Whereas most people have themselves to blame for the fat which encumbers them, one must admit a large element of bad luck (if such a term may be pardoned) in many. This refers, of course, to an inherited predisposition to fatness. Such people may eat small meals and yet put on weight. Others of lean stock may be possessed of the grossest appetites and yet escape unscathed.

The explanation of this is not clear. It may be a matter of complete absorption of foodstuffs in the one and incomplete absorption, possibly occasioned by rapid transit, in the other. Yet again, glandular deficiency may play a part, However, though the problem is interesting, it does not appreciably affect the nature of the treatment. In these persons a strict dietetic regime is essential, as also in the obviously gluttonous.

It is popularly supposed that drinking with food increases the tendency to put on fat. There is an element of truth in this.
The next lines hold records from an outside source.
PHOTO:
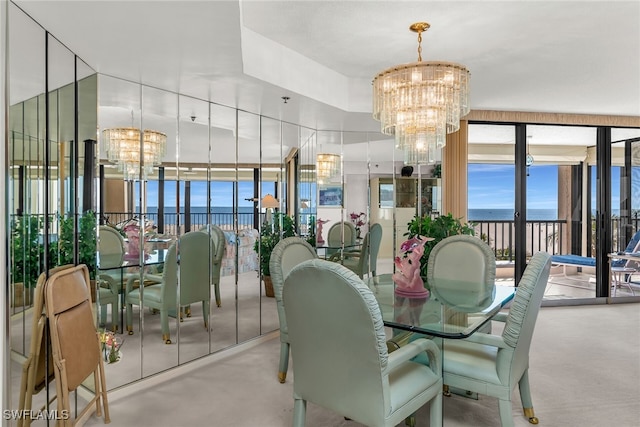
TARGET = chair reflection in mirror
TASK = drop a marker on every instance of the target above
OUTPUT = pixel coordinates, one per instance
(163, 295)
(365, 260)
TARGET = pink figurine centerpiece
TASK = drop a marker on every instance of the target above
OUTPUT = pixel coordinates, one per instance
(410, 293)
(132, 231)
(319, 224)
(407, 276)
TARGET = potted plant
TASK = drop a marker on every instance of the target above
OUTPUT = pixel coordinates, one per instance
(311, 237)
(437, 228)
(87, 243)
(28, 256)
(270, 235)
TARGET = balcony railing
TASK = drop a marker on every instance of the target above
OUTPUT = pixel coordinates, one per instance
(224, 220)
(541, 236)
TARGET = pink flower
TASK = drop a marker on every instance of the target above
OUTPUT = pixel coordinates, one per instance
(411, 244)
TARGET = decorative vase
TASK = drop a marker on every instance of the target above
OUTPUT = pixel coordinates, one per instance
(268, 286)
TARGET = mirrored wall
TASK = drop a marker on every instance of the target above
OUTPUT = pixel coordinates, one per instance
(169, 200)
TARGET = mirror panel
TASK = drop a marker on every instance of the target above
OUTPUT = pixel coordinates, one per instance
(249, 288)
(119, 105)
(26, 133)
(222, 184)
(276, 199)
(197, 279)
(159, 312)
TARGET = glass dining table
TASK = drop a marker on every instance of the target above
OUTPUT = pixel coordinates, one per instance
(453, 312)
(129, 268)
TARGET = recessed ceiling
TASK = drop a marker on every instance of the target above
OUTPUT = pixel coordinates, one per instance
(569, 57)
(564, 57)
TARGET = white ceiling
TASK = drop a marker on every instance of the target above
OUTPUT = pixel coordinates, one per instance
(545, 56)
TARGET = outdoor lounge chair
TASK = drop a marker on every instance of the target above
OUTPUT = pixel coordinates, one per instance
(571, 260)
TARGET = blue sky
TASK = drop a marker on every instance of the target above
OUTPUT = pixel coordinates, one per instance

Apart from the rare cases of obesity due to water retention, in which the total fluid intake must be restricted, it is unnecessary to limit the amount of water taken by fat people.

The reason why drinking with meals may aggravate obesity is that by washing down the food it encouraged further excess. On a standard dietary such as that mentioned no difference is observed as the result of taking fluid before or with food.

DANGERS OF TREATMENT.

With the measures outlined above there are no dangers of vitamin deficiency, acidosis, or thyroid poisoning. There remains one fear, however, and that is for the heart. A rapid reduction in weight in the very fat patient of 50 or more may induce myocardial failure.

Should signs of heart weakness appear, a tablespoonful of glucose should be given twice daily for three days, the diet raised to full normal, and the patient kept in bed for a week. Dieting may then be recommenced, but on a modified scale. Such eventualities are very rare, and indeed the plethoric, panting, corpulent, caricature is far more likely to regain liveliness and slender lines from dieting than to suffer from a cardiac catastrophe.